Blog post #13

@chrisdtc101

Searching “locative art” on wikipedia redirected me to “locative media”. Wikipedia described locative media as, “digital media applied to real places and thus triggering real social interactions” and while it contained several paragraphs talking about a description, creative representations, interactive technologies, and examples, the website did not seem to define locative media very well. Wikipedia is open for just about anyone to edit and share information so while it may have some information, I wouldn’t trust it as much as most other websites.

I searched for “locative art” on the Leonardo Electronic Almanac after I looked on wikipedia. I had never heard of the Leonardo Electronic Almanac, so I didn’t know what to expect when I typed it into google and loaded the website. When I typed “locative art” into the search bar, the Almanac brought up a list of articles that talked about or included the phrase “locative art” in the text. Many of the links brought up were from the Almanac’s published volumes and I never saw an actual definition of locative art on this website. While it seemed to have a lot of articles that may have talked about it, it would have required more work to sift through all the information and find what I wanted.

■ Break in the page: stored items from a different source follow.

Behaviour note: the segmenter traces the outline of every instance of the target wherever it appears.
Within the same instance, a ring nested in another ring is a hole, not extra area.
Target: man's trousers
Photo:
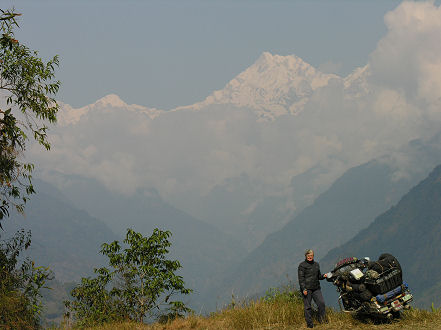
[[[323,295],[320,289],[308,290],[308,294],[305,296],[302,293],[302,296],[303,296],[303,305],[305,307],[306,324],[309,327],[312,327],[314,325],[312,322],[312,307],[311,307],[311,301],[313,299],[318,307],[319,322],[320,323],[323,322],[325,320],[325,300],[323,299]]]

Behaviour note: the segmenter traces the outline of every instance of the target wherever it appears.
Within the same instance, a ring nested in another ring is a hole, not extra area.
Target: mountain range
[[[94,218],[104,219],[105,228],[110,228],[112,233],[115,233],[113,236],[120,240],[125,236],[127,228],[132,228],[146,236],[150,235],[154,228],[170,230],[172,233],[170,258],[178,259],[183,266],[181,275],[185,278],[187,286],[194,289],[194,294],[189,298],[190,305],[194,308],[201,308],[201,305],[204,305],[205,301],[200,299],[200,295],[213,282],[216,282],[220,274],[245,256],[246,252],[240,241],[223,233],[215,226],[197,220],[174,208],[164,202],[154,190],[138,190],[135,196],[126,196],[109,191],[96,180],[79,176],[64,177],[64,183],[60,185],[63,187],[62,195],[69,201],[71,208],[87,210],[88,213],[82,212],[87,216],[91,214]],[[37,190],[39,186],[38,182]],[[42,187],[50,187],[50,185],[44,183]],[[40,192],[37,193],[37,195],[39,194]],[[48,204],[49,202],[59,204],[56,200],[47,201]],[[39,200],[35,204],[40,205]],[[49,205],[47,208],[51,209]],[[33,209],[30,209],[29,212],[33,212]],[[69,230],[70,224],[64,220],[63,216],[65,212],[60,210],[56,213],[59,216],[60,228],[65,226],[66,230]],[[37,226],[34,222],[45,224],[46,220],[44,218],[32,219],[33,226]],[[56,232],[55,230],[54,228],[51,237],[57,237],[57,240],[63,241],[63,231],[60,229],[60,232]],[[50,232],[49,229],[47,231]],[[100,231],[102,229],[97,228],[92,232]],[[98,238],[99,236],[95,241]],[[39,236],[36,239],[36,244],[46,246],[43,237]],[[100,244],[109,241],[109,239],[100,241],[95,249],[87,245],[82,248],[88,248],[89,254],[97,255]],[[54,250],[60,251],[55,247]],[[76,248],[70,247],[70,250],[76,251]],[[40,255],[36,256],[40,257]],[[73,262],[73,264],[75,263]],[[92,267],[89,271],[91,269]],[[80,274],[84,274],[84,272],[78,271],[75,280]],[[64,276],[58,277],[66,281]]]
[[[281,56],[263,52],[247,69],[230,80],[223,89],[214,91],[205,100],[171,110],[127,104],[116,94],[109,94],[85,107],[74,109],[63,105],[62,125],[78,122],[82,115],[96,108],[125,108],[141,112],[150,119],[183,110],[200,111],[211,106],[226,105],[252,109],[258,120],[275,120],[303,111],[314,92],[330,84],[342,84],[346,97],[357,97],[369,89],[369,66],[356,68],[346,77],[319,71],[296,55]]]
[[[156,191],[251,251],[347,169],[436,134],[424,107],[373,81],[370,63],[339,77],[265,52],[193,105],[161,110],[114,94],[64,104],[51,152],[30,154],[58,187],[53,170],[125,196]]]
[[[323,258],[368,227],[441,163],[440,137],[411,141],[399,151],[347,170],[310,206],[269,234],[239,266],[232,267],[218,292],[226,292],[228,298],[231,292],[253,295],[287,281],[296,283],[297,265],[306,248]],[[312,171],[309,178],[320,171]],[[324,264],[324,269],[329,267]]]
[[[254,295],[287,281],[296,283],[305,249],[324,256],[368,226],[412,184],[413,180],[393,180],[391,167],[380,161],[349,169],[311,206],[268,235],[239,267],[232,268],[219,292]]]
[[[34,186],[38,193],[26,204],[25,214],[14,213],[3,221],[4,235],[21,228],[30,230],[26,254],[37,265],[49,266],[61,282],[91,275],[104,262],[101,244],[118,236],[103,221],[72,205],[54,186],[40,180]]]

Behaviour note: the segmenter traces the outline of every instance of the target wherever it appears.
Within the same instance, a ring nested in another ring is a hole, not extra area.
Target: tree
[[[28,134],[48,150],[46,123],[56,121],[59,109],[53,98],[60,87],[54,80],[58,57],[44,62],[15,39],[17,16],[0,9],[0,220],[11,207],[23,212],[34,193],[34,166],[23,161]]]
[[[41,289],[53,273],[36,267],[28,258],[20,262],[30,244],[31,234],[24,230],[0,241],[0,328],[35,329],[40,325]]]
[[[178,260],[166,258],[171,233],[155,229],[144,237],[127,229],[122,250],[118,241],[104,243],[101,253],[109,259],[109,268],[95,269],[96,278],[83,278],[65,302],[78,325],[85,326],[115,320],[143,322],[146,317],[181,315],[190,309],[181,301],[171,301],[175,294],[189,294],[184,280],[175,272]],[[167,309],[164,311],[164,305]]]

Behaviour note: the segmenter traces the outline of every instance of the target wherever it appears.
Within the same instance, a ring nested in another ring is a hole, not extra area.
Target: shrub
[[[31,244],[30,232],[18,231],[0,242],[0,327],[36,328],[42,312],[41,292],[53,278],[48,268],[36,267],[20,254]]]
[[[73,314],[77,325],[103,324],[131,320],[143,322],[146,317],[168,320],[190,309],[170,298],[176,293],[189,294],[177,260],[168,260],[171,246],[169,231],[155,229],[150,237],[127,230],[124,250],[118,241],[102,245],[101,253],[109,258],[108,268],[95,269],[96,278],[83,278],[66,301],[67,316]],[[164,312],[164,307],[166,310]]]

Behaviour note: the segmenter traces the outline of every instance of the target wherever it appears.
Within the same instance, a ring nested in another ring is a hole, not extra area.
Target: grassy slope
[[[274,307],[273,307],[274,308]],[[303,309],[292,311],[282,308],[275,312],[273,308],[256,304],[248,308],[230,309],[211,315],[210,317],[190,316],[168,324],[140,325],[135,323],[109,324],[92,329],[306,329]],[[318,329],[441,329],[441,312],[411,310],[405,312],[402,319],[390,324],[363,323],[348,314],[328,311],[329,321],[317,324]]]
[[[434,311],[412,309],[400,320],[389,324],[361,322],[351,315],[327,311],[328,323],[317,324],[318,329],[441,329],[441,309]],[[141,325],[136,323],[109,324],[93,329],[306,329],[301,298],[290,294],[272,295],[239,305],[230,305],[210,316],[191,315],[167,324]]]

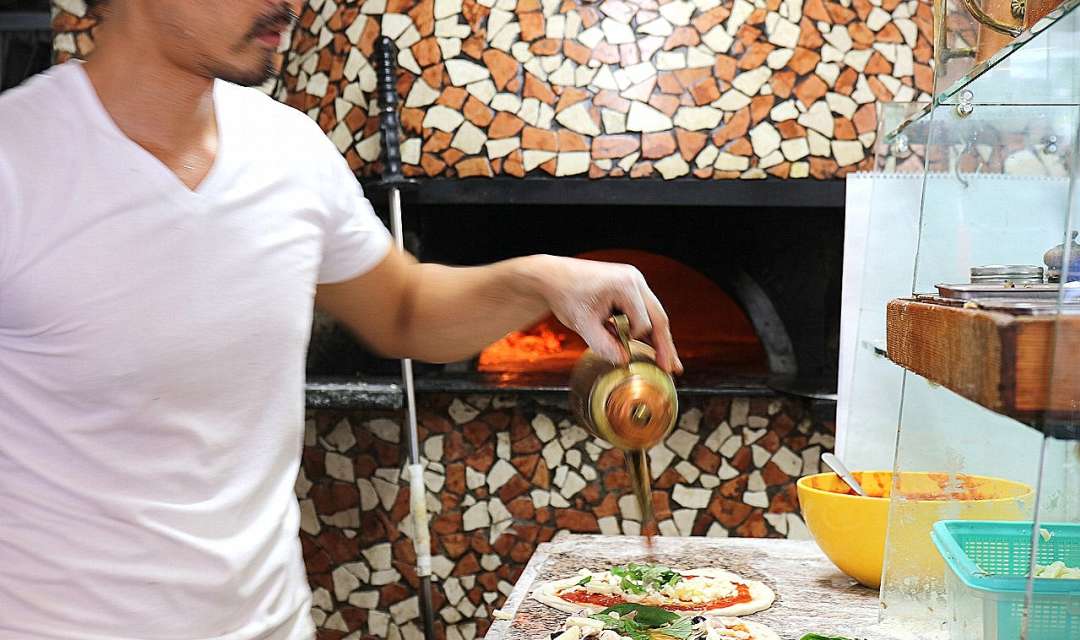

While the Leonardo Electronic Almanac gave me 27 results for “locative media”, searching for the phrase in Worldcat gave me over 600,000 results. These results were largely made up of books and peer-reviewed articles, although I never saw the term “locative art” in any of the titles I looked at. The articles and books seemed to cover a wide range of topics from “Financial comparisons of the artisanal fisheries…” to “The Oxford companion to Christian art and architecture”. I highly doubt that all these results contained information on what I was looking for, and the website simply brought up anything including that worlds that I had typed into the search bar. Since Worldcat is an online library that “connects you to the collections and services of more than 10,000 libraries worldwide”, it is going to include millions of texts and can give you both massive amounts of information while also providing reliable and peer-reviewed texts if you need them.

None of these websites really told me what locative art was, and wikipedia surprisingly got closer to a definition than the other two websites. This really showed me that these websites are designed for different things and providing different information. You can’t go to Worldcat looking for the definition of a phrase and you can’t go to wikipedia looking for peer-reviewed sources on a topic.